White smoke: Boehner's encounter with Pope Francis changed Congress forever

Fox News25-04-2025

An audience with the pope is a day to remember.
But only on Capitol Hill would the day after the pope visited become even more memorable.
The late Pope Francis came to Washington, D.C., to speak to a Joint Meeting of Congress on Sept. 24, 2015. He wasn't the first pontiff to descend on Capitol Hill. But the pope is a head of state, ruling the Vatican City and the Holy See. As such, Francis became the first pope to speak to a Joint Meeting of Congress in the House chamber.
Lawmakers showered the Holy Father with applause and two standing ovations during his address. Two Catholics were perched behind Pope Francis on the dais: then Vice President Joe Biden and former House Speaker John Boehner, R-Ohio. As vice president, Biden served as President of the Senate. As speaker, Boehner was the Constitutional officer for the legislative branch.
Boehner blotted his eyes with a handkerchief several times during the 3,400-word speech.
Pope Francis implored lawmakers to treat each other — and their constituents — with dignity.

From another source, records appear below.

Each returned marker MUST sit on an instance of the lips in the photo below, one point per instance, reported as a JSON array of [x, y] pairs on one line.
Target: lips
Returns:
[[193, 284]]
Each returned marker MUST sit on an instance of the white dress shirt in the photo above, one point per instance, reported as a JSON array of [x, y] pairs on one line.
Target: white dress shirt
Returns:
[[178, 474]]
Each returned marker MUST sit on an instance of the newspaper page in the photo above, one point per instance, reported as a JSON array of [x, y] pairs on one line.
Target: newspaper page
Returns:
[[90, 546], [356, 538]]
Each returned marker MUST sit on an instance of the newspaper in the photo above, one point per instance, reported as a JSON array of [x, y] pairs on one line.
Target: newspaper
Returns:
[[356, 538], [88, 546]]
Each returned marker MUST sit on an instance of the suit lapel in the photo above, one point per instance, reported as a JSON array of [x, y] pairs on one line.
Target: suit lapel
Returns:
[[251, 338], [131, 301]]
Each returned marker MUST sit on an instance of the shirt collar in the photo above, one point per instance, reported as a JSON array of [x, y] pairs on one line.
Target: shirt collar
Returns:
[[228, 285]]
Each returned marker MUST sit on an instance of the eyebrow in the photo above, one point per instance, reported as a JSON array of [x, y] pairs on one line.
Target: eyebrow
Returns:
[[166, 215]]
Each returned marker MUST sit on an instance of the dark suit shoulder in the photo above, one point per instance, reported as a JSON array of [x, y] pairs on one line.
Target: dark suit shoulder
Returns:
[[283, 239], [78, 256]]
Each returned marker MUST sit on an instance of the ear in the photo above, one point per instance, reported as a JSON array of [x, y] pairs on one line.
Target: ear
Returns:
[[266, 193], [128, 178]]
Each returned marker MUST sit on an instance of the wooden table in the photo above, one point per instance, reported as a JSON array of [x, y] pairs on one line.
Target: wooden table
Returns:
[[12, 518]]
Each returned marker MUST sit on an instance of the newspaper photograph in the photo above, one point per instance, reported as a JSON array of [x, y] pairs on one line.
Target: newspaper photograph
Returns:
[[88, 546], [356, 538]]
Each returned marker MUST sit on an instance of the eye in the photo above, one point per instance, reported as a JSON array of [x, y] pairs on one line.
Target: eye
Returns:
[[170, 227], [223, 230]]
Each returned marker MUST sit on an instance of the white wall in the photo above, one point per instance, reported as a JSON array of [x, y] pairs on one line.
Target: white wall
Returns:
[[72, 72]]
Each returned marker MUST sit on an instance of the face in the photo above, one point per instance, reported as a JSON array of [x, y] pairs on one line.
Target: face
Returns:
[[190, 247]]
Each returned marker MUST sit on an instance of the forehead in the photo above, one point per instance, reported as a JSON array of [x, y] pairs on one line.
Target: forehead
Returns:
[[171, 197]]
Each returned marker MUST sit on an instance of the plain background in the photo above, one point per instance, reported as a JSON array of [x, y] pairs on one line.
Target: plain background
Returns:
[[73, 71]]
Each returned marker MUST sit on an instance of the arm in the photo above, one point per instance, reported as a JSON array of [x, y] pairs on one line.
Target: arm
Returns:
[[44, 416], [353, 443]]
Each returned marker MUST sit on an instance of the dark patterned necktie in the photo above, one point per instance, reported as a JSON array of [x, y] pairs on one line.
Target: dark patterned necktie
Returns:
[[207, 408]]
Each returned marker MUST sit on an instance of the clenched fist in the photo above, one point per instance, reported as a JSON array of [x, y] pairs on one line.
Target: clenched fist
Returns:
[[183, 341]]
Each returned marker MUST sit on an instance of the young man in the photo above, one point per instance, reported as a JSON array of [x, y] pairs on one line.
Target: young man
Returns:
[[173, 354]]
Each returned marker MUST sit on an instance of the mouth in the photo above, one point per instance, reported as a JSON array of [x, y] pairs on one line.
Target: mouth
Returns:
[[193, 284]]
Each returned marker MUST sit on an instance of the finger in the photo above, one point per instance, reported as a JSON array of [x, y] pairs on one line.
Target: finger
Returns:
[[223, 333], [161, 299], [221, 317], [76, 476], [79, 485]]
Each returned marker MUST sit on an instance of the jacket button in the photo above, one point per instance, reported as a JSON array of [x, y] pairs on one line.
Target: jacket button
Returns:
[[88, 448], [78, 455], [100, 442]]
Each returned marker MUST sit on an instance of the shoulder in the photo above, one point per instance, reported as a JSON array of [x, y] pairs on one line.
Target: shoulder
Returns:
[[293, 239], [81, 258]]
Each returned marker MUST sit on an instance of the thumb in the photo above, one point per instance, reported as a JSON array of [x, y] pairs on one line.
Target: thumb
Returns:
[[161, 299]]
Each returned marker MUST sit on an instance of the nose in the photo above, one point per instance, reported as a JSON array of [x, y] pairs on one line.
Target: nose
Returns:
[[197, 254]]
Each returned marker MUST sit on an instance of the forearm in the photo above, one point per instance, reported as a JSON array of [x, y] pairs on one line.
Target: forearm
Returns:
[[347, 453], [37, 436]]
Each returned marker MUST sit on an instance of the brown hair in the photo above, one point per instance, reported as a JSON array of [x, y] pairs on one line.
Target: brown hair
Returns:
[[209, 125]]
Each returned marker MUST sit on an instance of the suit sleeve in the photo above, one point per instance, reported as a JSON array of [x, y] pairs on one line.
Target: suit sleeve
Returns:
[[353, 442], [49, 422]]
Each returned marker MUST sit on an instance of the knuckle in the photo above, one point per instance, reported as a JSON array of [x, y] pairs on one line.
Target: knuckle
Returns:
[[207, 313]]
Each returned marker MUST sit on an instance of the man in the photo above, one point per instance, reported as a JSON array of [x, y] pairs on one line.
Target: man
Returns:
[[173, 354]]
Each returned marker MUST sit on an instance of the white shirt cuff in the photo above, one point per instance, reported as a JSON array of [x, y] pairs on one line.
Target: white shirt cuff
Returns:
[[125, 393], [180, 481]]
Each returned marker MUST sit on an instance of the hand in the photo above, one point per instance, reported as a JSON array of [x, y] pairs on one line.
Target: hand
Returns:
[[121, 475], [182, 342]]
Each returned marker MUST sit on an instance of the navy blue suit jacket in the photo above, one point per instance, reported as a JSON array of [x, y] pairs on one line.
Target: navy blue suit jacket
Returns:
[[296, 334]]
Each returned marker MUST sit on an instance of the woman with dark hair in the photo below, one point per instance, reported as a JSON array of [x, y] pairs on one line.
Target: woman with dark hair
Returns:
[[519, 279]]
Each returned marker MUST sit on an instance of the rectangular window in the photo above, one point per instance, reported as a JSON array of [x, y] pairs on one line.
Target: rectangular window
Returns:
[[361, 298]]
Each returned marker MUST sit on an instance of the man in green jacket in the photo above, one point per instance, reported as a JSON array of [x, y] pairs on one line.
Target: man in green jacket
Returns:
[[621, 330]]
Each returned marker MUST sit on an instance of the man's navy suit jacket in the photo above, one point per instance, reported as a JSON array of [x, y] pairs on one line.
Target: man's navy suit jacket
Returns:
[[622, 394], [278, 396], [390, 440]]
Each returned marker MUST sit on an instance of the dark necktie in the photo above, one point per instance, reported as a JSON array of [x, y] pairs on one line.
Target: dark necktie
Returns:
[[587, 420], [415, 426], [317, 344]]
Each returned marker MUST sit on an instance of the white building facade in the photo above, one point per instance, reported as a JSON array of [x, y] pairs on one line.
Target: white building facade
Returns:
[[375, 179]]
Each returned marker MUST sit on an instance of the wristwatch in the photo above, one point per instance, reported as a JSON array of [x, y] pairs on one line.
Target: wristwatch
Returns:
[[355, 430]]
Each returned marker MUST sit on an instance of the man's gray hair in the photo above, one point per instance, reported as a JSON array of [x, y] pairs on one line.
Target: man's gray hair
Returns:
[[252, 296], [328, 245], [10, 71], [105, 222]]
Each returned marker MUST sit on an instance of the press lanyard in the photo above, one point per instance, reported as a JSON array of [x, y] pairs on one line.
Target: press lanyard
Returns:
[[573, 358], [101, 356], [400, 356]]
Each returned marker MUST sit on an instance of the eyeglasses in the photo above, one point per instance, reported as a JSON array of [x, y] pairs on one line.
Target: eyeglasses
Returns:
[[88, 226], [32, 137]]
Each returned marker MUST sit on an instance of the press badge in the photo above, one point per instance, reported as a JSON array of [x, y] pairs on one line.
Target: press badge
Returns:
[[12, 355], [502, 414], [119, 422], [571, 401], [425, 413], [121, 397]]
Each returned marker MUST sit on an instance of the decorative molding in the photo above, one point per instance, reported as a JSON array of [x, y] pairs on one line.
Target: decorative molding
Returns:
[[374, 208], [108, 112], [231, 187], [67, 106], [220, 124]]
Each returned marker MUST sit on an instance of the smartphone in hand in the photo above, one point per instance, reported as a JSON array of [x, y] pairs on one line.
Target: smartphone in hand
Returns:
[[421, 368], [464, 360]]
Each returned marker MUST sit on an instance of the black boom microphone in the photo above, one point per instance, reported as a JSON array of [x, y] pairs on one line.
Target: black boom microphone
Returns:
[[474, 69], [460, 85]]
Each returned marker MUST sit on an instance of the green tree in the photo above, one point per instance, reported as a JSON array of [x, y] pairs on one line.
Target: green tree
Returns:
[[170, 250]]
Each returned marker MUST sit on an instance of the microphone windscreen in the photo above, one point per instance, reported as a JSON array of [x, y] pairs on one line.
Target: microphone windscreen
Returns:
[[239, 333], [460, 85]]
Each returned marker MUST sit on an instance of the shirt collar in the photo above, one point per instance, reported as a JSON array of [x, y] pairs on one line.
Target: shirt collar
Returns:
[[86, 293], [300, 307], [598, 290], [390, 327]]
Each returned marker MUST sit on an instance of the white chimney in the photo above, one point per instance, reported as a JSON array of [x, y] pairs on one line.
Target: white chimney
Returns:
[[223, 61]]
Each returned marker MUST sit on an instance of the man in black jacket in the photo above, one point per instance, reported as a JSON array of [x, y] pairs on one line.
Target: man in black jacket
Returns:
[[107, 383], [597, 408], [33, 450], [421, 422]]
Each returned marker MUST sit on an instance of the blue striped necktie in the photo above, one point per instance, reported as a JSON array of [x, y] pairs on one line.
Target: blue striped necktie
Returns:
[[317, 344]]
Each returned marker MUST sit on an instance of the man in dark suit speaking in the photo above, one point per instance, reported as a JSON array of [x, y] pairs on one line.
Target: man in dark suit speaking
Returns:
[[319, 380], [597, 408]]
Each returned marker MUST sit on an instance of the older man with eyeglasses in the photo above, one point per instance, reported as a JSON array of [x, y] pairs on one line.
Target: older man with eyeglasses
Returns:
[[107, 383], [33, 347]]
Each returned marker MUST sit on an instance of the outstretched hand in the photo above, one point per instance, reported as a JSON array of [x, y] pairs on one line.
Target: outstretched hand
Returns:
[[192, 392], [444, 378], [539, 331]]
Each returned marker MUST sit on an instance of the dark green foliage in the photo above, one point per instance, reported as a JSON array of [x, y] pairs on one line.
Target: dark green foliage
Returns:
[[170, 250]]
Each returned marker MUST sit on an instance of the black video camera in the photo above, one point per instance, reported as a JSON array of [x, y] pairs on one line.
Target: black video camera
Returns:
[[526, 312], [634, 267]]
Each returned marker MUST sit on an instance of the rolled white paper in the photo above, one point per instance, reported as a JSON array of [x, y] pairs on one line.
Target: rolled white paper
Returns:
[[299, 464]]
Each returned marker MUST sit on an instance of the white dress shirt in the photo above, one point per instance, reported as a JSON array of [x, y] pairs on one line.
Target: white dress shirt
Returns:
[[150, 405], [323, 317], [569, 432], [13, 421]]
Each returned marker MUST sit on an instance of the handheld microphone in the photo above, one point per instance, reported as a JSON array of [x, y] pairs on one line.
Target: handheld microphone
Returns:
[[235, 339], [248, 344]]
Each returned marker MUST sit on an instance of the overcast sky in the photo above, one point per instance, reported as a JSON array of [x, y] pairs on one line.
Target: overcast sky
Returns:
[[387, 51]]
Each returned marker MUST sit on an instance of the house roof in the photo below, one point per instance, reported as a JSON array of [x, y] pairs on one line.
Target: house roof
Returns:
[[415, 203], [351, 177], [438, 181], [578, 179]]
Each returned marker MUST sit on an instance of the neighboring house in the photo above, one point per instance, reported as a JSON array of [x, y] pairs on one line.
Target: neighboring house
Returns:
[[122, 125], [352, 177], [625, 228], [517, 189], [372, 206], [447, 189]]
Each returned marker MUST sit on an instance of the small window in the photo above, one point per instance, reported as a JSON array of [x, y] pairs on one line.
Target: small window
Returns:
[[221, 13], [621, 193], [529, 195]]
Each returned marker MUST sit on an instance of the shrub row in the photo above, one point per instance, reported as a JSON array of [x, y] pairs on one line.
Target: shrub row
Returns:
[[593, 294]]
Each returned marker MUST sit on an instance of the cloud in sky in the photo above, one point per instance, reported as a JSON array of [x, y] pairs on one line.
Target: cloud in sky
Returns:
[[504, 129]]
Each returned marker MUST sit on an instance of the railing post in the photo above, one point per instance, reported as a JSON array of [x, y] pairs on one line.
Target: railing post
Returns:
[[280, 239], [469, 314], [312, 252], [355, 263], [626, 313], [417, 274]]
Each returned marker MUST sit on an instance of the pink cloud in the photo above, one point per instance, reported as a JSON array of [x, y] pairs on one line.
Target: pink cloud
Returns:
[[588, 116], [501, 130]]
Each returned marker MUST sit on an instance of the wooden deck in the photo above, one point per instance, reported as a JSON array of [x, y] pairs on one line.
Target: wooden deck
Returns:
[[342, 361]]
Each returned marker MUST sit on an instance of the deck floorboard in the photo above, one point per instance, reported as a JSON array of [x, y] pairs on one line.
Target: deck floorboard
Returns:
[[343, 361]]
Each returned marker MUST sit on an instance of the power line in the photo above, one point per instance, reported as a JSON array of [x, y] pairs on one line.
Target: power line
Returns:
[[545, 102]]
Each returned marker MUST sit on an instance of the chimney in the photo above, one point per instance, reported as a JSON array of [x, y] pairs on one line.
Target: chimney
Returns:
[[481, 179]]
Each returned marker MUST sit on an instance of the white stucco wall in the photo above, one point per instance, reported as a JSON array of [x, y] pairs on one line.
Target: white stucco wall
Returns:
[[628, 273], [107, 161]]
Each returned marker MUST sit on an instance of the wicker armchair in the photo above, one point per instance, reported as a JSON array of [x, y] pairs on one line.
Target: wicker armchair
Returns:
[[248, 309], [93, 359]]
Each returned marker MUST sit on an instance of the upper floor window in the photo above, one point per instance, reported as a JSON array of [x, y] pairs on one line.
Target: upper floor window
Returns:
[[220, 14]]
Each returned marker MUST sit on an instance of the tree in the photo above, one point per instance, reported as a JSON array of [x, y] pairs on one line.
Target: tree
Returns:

"We need to avoid a common temptation nowadays. To discard whatever proves troublesome. Let us remember the Golden Rule: 'Do unto others as you would have them do unto you,'" he said.
One thing I remember about the Pope's visit was the choreography. Congressional workers affixed small, green strips of tape to the Capitol's marble floors. Names were emblazoned on the tape in black Magic Marker at different points around the complex. "McCarthy" or "Pelosi" or "McConnell." All part of the political — and papal — stagecraft.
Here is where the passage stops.